The Making of a Mass Murder…

November 7, 2009

Here is my interview by the Tampa Tribune about the Ft Hood shooting:

TAMPA – The irony is inescapable: a military psychiatrist, trained to help soldiers deal with internal demons, apparently succumbs to his own and is accused of going on a rampage at a Texas army base.
Investigators say they are determining what motivated Army Maj. Nidal Malik Hasan, a specialist in disaster and preventative psychiatry, to open fire Thursday at Ft. Hood, killing 13 of his fellow soldiers.
Regardless of what prompted the violence, there were signs that Hasan was slipping and needed counseling, former Army surgeon Joseph Molea said.
It is not uncommon for military doctors to feel traumatized after dealing with soldiers’ physical and emotional wounds, said Molea, who now has a private practice in Tampa specializing in addictive medicine and psychotherapy.

“Hearing stories about soldiers’ post-traumatic stress disorder could trigger the same thing in medical professionals,” he said. No violence was done to the doctors or psychiatrists, but the “secondary exposure could case flashbacks and nightmares,” he said.

Hasan’s aunt, Noel Hasan, told The Washington Post that her nephew was affected by seeing injured soldiers for eight years at Walter Reed Army Medical Center in Washington D.C.

“He must have snapped,” Noel Hasan told the Post. “They ignored him.”

Not getting help from the Army, an entity Hasan appeared to have devoted his life to, may have caused resentment and eventually rage, Molea said.
Citing news reports, Molea said additional factors may have caused Hasan to crack.
Hasan had expressed dissatisfaction with the wars in Iraq and Afghanistan and did not want to be deployed. He got at least one poor performance evaluation as an intern at Walter Reed and there have been reports that he was harassed for his Muslim religion and wanted to be discharged.

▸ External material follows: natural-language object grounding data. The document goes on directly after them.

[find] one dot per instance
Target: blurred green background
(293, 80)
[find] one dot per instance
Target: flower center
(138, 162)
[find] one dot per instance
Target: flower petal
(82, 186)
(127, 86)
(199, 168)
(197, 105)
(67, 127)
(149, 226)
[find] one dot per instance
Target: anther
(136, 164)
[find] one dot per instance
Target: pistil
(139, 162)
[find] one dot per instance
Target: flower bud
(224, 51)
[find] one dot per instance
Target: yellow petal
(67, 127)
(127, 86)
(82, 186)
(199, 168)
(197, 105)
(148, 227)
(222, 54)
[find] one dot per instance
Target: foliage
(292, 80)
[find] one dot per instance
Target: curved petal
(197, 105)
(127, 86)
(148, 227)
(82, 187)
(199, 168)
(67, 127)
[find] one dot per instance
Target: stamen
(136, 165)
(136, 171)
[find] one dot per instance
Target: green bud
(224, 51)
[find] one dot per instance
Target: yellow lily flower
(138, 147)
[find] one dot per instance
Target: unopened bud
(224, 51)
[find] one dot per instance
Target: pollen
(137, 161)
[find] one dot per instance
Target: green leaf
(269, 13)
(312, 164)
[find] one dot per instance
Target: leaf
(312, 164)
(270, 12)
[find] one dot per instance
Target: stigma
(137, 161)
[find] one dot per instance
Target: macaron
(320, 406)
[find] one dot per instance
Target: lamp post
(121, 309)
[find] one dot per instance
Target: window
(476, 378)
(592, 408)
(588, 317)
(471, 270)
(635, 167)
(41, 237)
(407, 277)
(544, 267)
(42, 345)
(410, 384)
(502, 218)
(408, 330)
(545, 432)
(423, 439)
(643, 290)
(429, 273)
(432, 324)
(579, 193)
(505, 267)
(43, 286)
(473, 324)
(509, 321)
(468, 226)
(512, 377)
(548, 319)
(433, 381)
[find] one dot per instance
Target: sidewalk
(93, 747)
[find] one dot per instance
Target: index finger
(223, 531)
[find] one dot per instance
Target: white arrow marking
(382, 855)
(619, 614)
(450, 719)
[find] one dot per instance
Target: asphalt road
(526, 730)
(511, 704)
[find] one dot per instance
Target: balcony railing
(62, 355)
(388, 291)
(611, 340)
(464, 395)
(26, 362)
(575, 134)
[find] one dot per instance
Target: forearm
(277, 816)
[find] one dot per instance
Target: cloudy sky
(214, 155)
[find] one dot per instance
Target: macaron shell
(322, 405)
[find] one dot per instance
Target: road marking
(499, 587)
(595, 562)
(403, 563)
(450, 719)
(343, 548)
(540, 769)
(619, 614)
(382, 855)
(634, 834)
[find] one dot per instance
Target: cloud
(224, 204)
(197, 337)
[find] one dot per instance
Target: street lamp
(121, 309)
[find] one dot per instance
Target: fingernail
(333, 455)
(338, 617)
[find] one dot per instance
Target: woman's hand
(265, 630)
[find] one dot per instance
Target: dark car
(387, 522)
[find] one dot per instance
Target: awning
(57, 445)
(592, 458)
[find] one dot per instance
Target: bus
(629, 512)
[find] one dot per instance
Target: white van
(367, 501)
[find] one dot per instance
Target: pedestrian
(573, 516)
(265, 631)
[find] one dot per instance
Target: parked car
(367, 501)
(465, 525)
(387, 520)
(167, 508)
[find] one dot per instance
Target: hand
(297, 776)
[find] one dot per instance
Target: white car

“The tragedy of it is he was trying to tell people this was coming,” Molea said. “He was making overtures. In retrospect, it will look clearer.”

Doctors who deal with traumatized patients should be monitored more closely and recommended for counseling if they start to exhibit behavior outside of their normal range, Molea said. And soldiers from all specializations should consider treatment not as a sign of weakness but accept it as they would additional training, he said.
It is disparaging that soldiers on the front-line of war zones are identified and treated faster for mental or emotional issues than soldiers at home, Molea said.

“Psychiatrists are deployed in forward areas to deal with soldiers who have problems. They intervene early and are sent back to duty faster,” he said. “It’s ironic that Hasan didn’t get the early intervention that people in battle are afforded these days.”

Information from The Associated Press contributed to this report. Reporter Ray Reyes can be reached at (813) 259-7920.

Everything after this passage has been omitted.